SE's identify files by Storage URL or SURL, but these SURL's are not very descriptive; e.g. a SURL might look like this:
srm://gb-se-ams.els.sara.nl/dpm/els.sara.nl/home/lsgrid/generated/2008-02-28/file2868595b-ae21-4d6a-8a60-0ed4a668b809
The logical file catalog (LFC) allows you to give more descriptive names to your files, and to order your files in a directory structure. Bear in mind that the LFC is not itself a storage system. It's just a database that keeps track of your files.
About the command line tools
You can manipulate your data with a set of command line tools. Some of these commands start with lfc-..., while others start with lcg-..., which can be confusing at first.
- lcg-...
- All these commands operate on the data itself. Additionally, some of these commands have "side effects" in the LFC: e.g. the lcg-cr command uploads a file to an SE and registers this file in the LFC under a certain name.
- lfc-...
- These commands only operate on the LFC, and don't manipulate data. E.g. the command lfc-mkdir creates a new directory in the LFC.
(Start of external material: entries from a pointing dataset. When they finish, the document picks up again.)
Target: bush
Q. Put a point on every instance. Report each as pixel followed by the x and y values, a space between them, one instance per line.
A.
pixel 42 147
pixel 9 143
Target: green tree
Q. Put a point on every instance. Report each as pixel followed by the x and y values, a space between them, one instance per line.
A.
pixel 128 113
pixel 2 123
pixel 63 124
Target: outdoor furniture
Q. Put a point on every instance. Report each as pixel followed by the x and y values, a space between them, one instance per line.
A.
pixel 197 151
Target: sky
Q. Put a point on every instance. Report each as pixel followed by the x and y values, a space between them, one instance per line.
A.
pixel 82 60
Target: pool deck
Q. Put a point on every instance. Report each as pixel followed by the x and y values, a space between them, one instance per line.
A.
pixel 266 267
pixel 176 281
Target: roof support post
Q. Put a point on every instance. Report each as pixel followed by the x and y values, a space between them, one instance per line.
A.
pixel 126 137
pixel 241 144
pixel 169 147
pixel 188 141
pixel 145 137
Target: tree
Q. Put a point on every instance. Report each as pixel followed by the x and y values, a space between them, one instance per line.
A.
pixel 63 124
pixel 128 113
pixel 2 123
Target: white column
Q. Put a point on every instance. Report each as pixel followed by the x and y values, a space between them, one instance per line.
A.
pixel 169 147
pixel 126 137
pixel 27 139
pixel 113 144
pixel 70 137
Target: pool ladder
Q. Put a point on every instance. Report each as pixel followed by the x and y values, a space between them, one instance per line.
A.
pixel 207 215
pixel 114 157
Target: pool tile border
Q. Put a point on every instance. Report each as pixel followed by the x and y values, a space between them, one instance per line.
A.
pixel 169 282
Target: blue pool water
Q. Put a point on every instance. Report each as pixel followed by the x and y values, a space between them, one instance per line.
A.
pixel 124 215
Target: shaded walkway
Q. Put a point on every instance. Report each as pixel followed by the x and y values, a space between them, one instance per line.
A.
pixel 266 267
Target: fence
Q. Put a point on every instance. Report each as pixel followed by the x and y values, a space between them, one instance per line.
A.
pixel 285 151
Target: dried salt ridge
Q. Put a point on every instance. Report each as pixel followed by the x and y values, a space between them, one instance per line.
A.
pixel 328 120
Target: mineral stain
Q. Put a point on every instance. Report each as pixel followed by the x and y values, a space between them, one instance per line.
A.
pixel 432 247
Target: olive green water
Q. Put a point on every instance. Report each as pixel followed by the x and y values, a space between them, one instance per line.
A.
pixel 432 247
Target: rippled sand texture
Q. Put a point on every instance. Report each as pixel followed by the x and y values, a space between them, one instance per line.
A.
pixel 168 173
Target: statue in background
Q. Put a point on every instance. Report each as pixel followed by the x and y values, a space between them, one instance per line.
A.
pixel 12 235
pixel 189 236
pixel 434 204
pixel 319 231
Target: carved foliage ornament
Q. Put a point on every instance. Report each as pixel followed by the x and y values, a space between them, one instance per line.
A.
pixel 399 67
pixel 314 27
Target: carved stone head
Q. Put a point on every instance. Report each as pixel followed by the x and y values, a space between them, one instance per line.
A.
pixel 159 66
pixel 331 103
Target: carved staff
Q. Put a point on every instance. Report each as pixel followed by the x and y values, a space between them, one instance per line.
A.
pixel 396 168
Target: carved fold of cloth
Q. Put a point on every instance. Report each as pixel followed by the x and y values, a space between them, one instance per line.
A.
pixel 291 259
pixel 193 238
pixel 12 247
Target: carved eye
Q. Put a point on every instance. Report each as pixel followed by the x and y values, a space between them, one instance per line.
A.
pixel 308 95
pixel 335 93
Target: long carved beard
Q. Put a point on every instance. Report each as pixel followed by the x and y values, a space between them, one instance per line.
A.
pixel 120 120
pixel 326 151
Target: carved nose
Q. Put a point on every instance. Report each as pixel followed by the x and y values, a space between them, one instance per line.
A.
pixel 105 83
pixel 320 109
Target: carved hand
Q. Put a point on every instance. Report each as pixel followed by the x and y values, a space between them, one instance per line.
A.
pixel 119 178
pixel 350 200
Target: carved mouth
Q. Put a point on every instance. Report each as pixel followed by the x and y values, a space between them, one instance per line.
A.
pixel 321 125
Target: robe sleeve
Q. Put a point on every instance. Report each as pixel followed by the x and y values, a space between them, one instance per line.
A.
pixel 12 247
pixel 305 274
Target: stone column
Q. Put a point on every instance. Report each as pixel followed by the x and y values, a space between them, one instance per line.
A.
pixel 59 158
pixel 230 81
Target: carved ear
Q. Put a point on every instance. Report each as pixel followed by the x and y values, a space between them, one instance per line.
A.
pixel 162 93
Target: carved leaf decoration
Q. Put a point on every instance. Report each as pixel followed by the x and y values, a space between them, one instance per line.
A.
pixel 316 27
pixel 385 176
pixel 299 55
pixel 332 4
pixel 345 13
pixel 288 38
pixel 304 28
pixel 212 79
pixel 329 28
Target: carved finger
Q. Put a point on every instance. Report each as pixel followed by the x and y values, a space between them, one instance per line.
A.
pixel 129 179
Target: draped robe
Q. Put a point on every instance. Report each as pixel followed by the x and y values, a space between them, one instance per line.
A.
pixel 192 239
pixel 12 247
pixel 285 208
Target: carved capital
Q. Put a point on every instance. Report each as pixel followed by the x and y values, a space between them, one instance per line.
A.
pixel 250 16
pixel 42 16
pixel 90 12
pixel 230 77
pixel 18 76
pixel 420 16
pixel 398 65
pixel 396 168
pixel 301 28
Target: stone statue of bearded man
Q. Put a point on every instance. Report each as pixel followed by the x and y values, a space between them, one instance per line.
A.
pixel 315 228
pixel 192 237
Important: before you can store, retrieve and replicate data, you need:
- a valid Grid proxy
- the environment variable LFC_HOST set to you LFC server. For all SARA's user interface machines, this should be lfc.grid.sara.nl. You could put the following in your $HOME/.bash_profile:
export LFC_HOST='lfc.grid.sara.nl'
- LCG command line utilities reference guide is here
- Or an overview with explantation lcg: here
- lfc commands here
Listing files and directories
For each of the supported VO's, a separate "top level" directory exists under the /grid/ directory. E.g. to see all the files that are stored for the lsgrid VO, make sure you have a running lsgrid VOMS proxy and then type:
$> lfc-ls -l /grid/lsgrid/ drwxrwxr-x 2 30125 3010 0 Feb 05 12:56 arni drwxrwxr-x 3 30146 3010 0 Mar 06 15:21 dutilh drwxrwxr-x 3 30147 3010 0 Feb 22 16:12 emc-gwatest ... ... ...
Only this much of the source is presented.